Les enseignements que nous avons et reçu et tiré du Rudemont (23) nous pressent de consacrer une nouvelle étude à l'outillage en silex de la station. Les pièces recueillies, par leur abondance, leur perfection, leur variété et tout à la fois l'homogénéité de leurs ensembles, qualifient jusqu'à présent, sans contestation possible, la station du Rudemont, nous y insistons, comme la plus remarquable station néolithique de tout l'Est français avec le camp de Chassey.
Quelques heureuses circonstances, hélas passagères, de remise en culture nous y ont rouvert carrière au cours des neuf dernières années et ont amélioré le rendement de prospections que nous n'avons jamais complètement cessé. Dans les planches nos VIII et IX, nous avons tenu à reproduire une sélection des pointes de flèches, de javelots et de lances, de perçoirs, de poignards, une scie que nous avons trouvé sur le Rudemont. Bien entendu, la plupart de ces pièces de choix proviennent de nos recherches antérieures à 1926 et ont été reproduites dans notre précédent ouvrage. Nous avons tenu cependant à les redonner en compagnie des pièces nouvelles dignes de leur voisinage, et surtout à les re-produire cette fois en grandeur naturelle, pour remédier aux inconvénients de la réduction au quart adoptée par nous en 1926 (explicitement indiquée sur les planches mais dont plusieurs lecteurs prenaient texte pour chercher la grandeur réelle dans une multiplication par quatre de toutes les dimensions).
Par ailleurs, on trouvera ci-dessous le tableau détaillé des documents livrés par le Rudemont jusqu'à ce jour, à notre connaissance, en conformant la conception analytique de cette statistique aux données du tableau comparatif des principales stations néolithiques lorraines dressé par Beaupré (24):


 

Trois catégories de documents nous paraissent mériter une étude plus particulière: les pointes de flèches et les haches polies, les lances et dards.


Les pointes de flèches. -

A l'exception de l'admirable pointe en quartz que nous reproduisons à nouveau et de la pointe en nacre d'unio précédemment publiée, qui nous semble plutôt une amulette, toutes les pointes de flèches du Rudemont sont en silex.
Les 87 pointes de flèches que nous avons personnellement recueillies (25) se décomposent en 63 pointes spécialement ouvrées à destination de pointes de flèche et en 24 pointes fortuitement obtenues d'éclats de débitage ou d'écailles de haches polies et dûment adaptées à leur rôle d'armature - détail important, dans lequel il faut retrouver le souci de tirer un avare parti de la rare matière de choix qu'était le silex.
Les 63 pointes spécialement ouvrées à destination de pointes de flèches se répartissent entre les grandes catégories morphologiques retenues par Déchelette, de la façon suivante:

  • - 42 pointes sans pédoncule ni barbelures;
  • - 6 pointes à pédoncules sans barbelures;
  • - 11 pointes à pédoncule et barbelures.

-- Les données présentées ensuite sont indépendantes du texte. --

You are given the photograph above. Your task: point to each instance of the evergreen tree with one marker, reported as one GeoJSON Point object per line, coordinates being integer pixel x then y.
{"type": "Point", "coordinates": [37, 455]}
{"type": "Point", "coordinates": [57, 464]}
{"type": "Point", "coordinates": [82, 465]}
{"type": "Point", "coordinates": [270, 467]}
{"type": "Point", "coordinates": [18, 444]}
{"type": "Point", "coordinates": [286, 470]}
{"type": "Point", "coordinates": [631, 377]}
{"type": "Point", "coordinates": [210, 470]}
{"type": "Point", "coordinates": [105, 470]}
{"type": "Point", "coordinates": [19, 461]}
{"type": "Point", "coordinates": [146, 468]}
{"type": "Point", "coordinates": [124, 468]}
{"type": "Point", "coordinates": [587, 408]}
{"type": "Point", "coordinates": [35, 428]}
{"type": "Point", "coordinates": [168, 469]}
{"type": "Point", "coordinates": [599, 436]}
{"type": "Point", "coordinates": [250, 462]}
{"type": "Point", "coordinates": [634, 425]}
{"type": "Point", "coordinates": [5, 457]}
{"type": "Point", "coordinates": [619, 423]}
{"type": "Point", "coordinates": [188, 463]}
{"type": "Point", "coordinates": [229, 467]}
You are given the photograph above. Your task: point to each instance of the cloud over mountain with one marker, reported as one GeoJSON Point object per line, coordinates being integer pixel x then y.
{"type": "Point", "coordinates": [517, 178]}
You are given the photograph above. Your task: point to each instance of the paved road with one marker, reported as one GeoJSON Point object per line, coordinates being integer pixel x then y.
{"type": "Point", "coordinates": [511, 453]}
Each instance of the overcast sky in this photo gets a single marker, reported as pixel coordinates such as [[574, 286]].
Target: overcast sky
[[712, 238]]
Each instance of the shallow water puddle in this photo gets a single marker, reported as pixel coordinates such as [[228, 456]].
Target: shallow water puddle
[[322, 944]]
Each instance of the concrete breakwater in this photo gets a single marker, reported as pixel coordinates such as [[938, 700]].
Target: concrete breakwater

Quatre pointes de flèches spécialement ouvrées ont échappé à cette classification en raison de leur état de fragmentation; à ce sujet, nous devons déclarer que d'assez nombreuses pointes de flèches - qui auraient pu, pour la plupart, entrer en compte dès notre précédent travail - ne sont re-présentées que par leur partie antérieure ou postérieure; mais, au contraire de ce qui a lieu pour les haches polies, nous n'avons aucun scrupule à compter ici la partie pour le tout; n'ayant jamais rencontré de fragments multiples d'une même pointe de flèche, tandis que de toute évidence plu-sieurs des nombreux éclats de haches polies recueillis devaient appartenir à un seul et même instrument.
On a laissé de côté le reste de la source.